Several future directions recur. Ontology-constrained decoding and anatomy-slot generation are proposed as natural extensions when phrase-to-anatomy or label-to-slot mappings are available (Gao et al., 14 Nov 2025). Question-driven decoding, multi-task QA supervision, and reinforcement learning from QA-derived rewards are suggested as mechanisms for improving fine-grained entity–attribute recognition beyond report-level generation (Shi et al., 13 Jun 2026). Larger or longer-context multimodal models, improved multi-image attention, learned retrieval over PACS/EHR, and broader modality coverage recur in contextual SRRG work (Kang et al., 1 Oct 2025). Dynamic template constraints, local deployment, and standards-based export through DICOM SR, DICOM SEG, and FHIR address deployment, privacy, and interoperability concerns that purely generative benchmarks do not resolve (Niu et al., 2024).

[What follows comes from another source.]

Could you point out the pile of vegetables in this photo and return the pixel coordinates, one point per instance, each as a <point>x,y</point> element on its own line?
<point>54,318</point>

Taken together, these studies describe S-RRG as a convergence area rather than a single architecture class. Some systems prioritize anatomically grounded generation from images, some enforce sectioned or JSON outputs, some build structured evaluation frameworks, and some re-architect the reporting stack around evidence-linked human supervision. The common direction is the migration of radiology report generation away from unconstrained prose and toward representations in which anatomy, findings, measurements, comparison, uncertainty, and downstream computability are explicit design targets.